Sep 6, 2010 17:15 GMT  ·  By

A new cross-site scripting (XSS) weakness identified on Twitter and can be leveraged by attackers to hijack users' sessions and post on their behalf.

According to a report from the XSSed Project, the vulnerability is located in the search script on dev.twitter.com and was discovered by a researcher calling himself "cbr".

"This non-persistent Twitter XSS was submitted by 'cbr' on July 29, 2010 and has not been corrected since then," Dimitris Pagkalos, co-founder of the XSSed Project, writes.

Following the disclosure, security researcher Mike Bailey has quickly put together a proof-of-concept exploit which forces a logged in Twitter user to post a rogue message from their account when visiting a maliciously crafted Web page.

The attack leverages the flaw to hijack the victim's session cookie and use it to post a tweet on their behalf, but the researcher notes that other malicious actions could also be performed.

"While I'm not collecting any data other than session cookies, and I'm discarding them once I post a tweet from your account, I could do much more," the researcher writes.

Bailey's example requires a button to be clicked in order to trigger the exploit, but this is not necessary and the same result could be achieved transparently.

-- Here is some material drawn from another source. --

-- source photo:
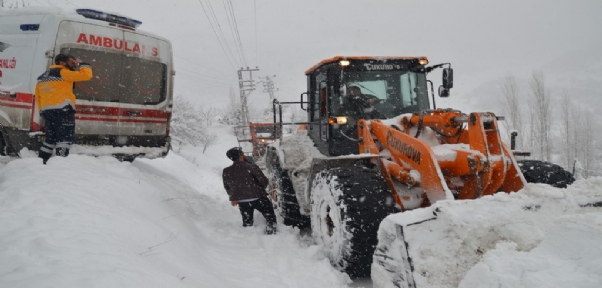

This means that the flaw, which at the time of writing this article is still unpatched, could be used to create a malicious XSS worm, that would rapidly spread across the micro-blogging website.

"I wrote this proof of concept in less than 10 minutes. These things are ridiculously easy to attack," Bailey points out.

Cross-site scripting vulnerabilities stem from a failure to properly validate user input into forms and allows attackers to force websites into serving unauthorized code to visitors.

This is actually the fourth serious XSS bug discovered on Twitter this summer, despite the website having confronted similar problems in the past and undergoing repeated scrutiny.

Client-side protection against XSS is available in several browsers. Internet Explorer and Google Chrome come with their own internal filters, while Firefox has the popular NoScript extension.